Depuis plusieurs semaines les populations vivant dans des villages des provinces du Moyen-Ogooué et de la Ngounié font face à un phénomène pour le moins étrange. Des milliers de poissons meurent mystérieusement dans les eaux de l’Ogooué, précisément dans l’Ogooué amont, le Lac Nkoghe, l’Embouchure Ngounié et le lac Zilé.

« Ne mangez pas la carpe de Lambaréné, Makouké, Ndjolé et Mouila. Depuis deux semaines les poissons meurent seuls et montent à la surface. (…) Connaissant le côté inhumain parfois des commerçants, évité d’acheter la carpe surtout en provenance de ces lieux SVP », indique une alerte relayée à travers les réseaux sociaux.

Si les autorités restent muettes sur ce phénomène, un rapport technique sur l’observation des poissons morts sur l’Ogooué, affirme que deux alertes successives ont été données les 9 et 17 juillet par les populations vivant sur les berges de l’Ogooué, en amont de Lambaréné, et celles du villages Lezinde, à l’embouchure de la Ngounié et du Lac Zilé.

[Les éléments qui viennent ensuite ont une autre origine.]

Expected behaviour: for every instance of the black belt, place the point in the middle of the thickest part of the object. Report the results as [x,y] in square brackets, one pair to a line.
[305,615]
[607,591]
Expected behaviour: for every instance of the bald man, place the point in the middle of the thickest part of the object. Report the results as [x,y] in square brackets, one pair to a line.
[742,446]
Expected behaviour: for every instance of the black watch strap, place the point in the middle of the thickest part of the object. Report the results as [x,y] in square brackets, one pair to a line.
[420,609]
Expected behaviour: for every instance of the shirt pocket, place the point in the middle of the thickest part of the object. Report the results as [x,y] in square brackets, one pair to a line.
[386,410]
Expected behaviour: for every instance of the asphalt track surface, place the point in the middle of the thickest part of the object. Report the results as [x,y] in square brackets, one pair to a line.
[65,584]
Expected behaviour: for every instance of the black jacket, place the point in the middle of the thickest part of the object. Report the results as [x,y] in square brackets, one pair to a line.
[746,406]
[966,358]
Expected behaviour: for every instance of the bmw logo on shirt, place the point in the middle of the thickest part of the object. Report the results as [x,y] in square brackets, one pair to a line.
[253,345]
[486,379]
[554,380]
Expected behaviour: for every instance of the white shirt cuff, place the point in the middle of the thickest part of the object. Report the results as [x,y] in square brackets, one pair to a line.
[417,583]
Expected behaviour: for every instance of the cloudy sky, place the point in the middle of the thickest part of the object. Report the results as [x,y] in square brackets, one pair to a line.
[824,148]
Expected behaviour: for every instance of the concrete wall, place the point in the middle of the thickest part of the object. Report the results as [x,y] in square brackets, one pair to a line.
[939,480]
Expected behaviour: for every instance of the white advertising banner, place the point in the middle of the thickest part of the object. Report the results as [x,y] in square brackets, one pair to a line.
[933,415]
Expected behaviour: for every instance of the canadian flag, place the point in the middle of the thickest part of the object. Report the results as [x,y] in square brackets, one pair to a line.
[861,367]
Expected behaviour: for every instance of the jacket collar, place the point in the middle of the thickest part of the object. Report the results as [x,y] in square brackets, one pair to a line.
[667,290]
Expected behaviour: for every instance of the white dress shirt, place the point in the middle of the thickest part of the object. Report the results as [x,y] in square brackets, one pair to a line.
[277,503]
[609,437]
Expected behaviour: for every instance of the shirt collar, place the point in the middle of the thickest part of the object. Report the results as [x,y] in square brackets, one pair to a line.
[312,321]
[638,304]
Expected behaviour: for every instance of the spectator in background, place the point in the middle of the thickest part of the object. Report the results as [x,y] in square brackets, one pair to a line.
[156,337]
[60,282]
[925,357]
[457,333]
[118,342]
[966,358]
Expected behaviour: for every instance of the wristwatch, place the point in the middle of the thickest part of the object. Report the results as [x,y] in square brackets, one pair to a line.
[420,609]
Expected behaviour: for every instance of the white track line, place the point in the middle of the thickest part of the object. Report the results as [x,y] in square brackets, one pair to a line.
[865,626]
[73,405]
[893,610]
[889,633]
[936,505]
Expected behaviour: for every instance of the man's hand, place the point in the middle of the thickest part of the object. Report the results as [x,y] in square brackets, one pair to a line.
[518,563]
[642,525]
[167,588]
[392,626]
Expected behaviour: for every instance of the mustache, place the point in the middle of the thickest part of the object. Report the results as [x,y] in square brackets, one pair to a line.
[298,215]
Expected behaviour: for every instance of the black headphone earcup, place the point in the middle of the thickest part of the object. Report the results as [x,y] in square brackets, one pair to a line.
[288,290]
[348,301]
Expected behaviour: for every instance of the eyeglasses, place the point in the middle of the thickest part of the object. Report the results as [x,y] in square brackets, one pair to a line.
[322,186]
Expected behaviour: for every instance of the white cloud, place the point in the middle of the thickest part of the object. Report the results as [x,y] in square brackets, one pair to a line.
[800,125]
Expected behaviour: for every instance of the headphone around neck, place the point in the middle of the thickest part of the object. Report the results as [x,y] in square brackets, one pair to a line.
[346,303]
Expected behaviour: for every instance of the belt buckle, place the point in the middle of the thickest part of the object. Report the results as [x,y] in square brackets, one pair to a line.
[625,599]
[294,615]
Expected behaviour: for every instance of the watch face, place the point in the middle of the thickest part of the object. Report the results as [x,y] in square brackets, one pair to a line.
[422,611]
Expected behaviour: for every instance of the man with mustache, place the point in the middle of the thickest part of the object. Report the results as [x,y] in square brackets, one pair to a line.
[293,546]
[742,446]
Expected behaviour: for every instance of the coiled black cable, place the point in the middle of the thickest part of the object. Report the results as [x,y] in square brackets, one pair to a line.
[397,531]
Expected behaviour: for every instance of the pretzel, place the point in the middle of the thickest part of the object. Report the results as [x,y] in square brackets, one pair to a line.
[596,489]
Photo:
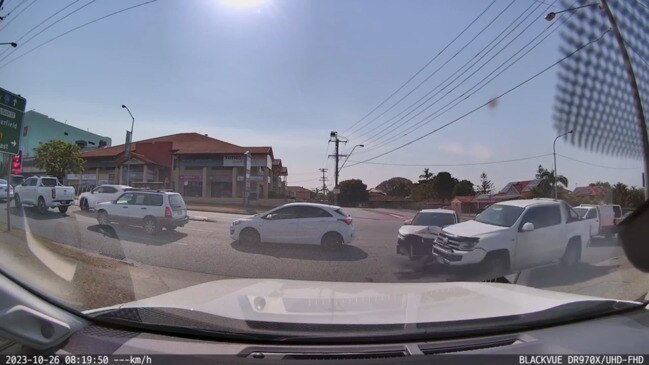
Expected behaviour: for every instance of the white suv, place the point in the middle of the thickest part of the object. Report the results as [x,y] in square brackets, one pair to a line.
[309,223]
[152,210]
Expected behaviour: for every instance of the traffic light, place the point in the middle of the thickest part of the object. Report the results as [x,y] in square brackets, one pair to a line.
[16,163]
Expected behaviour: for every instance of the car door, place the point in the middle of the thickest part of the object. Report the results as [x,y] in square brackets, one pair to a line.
[29,191]
[122,209]
[593,219]
[280,226]
[313,223]
[539,246]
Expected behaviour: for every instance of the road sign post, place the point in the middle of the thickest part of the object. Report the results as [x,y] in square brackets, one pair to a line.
[12,109]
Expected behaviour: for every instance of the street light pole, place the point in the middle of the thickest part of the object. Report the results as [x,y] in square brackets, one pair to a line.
[637,101]
[128,146]
[554,153]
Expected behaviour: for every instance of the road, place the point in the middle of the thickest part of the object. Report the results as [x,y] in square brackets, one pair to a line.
[205,247]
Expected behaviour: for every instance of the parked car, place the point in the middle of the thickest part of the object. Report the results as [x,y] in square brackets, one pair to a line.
[514,235]
[152,210]
[101,194]
[44,192]
[601,218]
[3,190]
[414,238]
[308,223]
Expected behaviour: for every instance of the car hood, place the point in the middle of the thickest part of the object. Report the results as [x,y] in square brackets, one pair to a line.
[472,229]
[406,230]
[310,302]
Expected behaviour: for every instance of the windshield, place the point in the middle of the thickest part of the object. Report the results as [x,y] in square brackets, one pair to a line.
[345,119]
[48,182]
[500,215]
[433,219]
[581,211]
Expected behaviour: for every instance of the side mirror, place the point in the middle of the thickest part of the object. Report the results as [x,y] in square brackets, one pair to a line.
[527,227]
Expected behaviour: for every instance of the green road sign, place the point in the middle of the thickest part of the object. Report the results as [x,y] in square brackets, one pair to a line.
[12,109]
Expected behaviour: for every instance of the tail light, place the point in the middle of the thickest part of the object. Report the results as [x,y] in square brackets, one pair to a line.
[347,220]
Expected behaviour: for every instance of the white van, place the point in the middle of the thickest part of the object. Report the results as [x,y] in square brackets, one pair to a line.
[600,217]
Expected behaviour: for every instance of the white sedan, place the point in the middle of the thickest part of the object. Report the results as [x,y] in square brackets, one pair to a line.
[101,194]
[308,223]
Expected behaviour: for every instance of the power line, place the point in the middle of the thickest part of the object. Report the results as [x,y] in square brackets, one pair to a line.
[487,103]
[472,90]
[493,20]
[459,164]
[642,4]
[596,165]
[420,70]
[17,15]
[76,28]
[39,24]
[48,27]
[382,133]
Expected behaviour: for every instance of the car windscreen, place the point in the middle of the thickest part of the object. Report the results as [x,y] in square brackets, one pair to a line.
[581,211]
[434,219]
[176,201]
[48,182]
[500,215]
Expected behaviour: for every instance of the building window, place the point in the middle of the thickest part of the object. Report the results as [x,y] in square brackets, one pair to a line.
[221,189]
[194,189]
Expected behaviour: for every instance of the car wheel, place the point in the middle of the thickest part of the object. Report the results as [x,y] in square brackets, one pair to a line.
[42,208]
[332,241]
[151,225]
[83,204]
[249,236]
[102,218]
[572,255]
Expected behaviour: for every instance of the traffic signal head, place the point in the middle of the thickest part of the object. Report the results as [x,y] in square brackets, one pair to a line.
[16,163]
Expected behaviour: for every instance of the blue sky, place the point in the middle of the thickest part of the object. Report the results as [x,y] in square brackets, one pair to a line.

Le rapport ne donne aucune précision sur les causes exactes du phénomène. Toutefois, il affirme qu’une enquête a été ouverte par la gendarmerie nautique pour tenter de déterminer, au niveau local, l’origine de la mort de ces milliers de poissons. Aucun décès n’a pas encore été enregistré dans la région, mais le danger sur les populations est certain.


Danger

« Le drame de la mort mystérieuse de centaines de poissons fait craindre l’intoxication des populations avec l’arrivée de la saison sèche et l’activité de la pêche qui rentre dans son pic à grand renfort de « pêcheurs » venus des quatre coins du Gabon et qui voient en cette mortalité une facilité de capture de la ressource », relève le rapport.

Par ailleurs, en attendant les conclusions de l’enquête, plusieurs hypothèses sont soulevées, à savoir, l’utilisation de produits toxiques lors de la pêche au poisson effectuée par les communautés locales ; l’exploitation minière illégale et particulièrement de l’or dénoncée par les populations des rives de l’Ogooué et de la Ngounié et le changement climatique.


En attendant que la lumière soit faite sur ce phénomène mystérieux, il revient aux autorités compétentes de prendre des mesures afin de préserver les consommateurs d’un possible danger.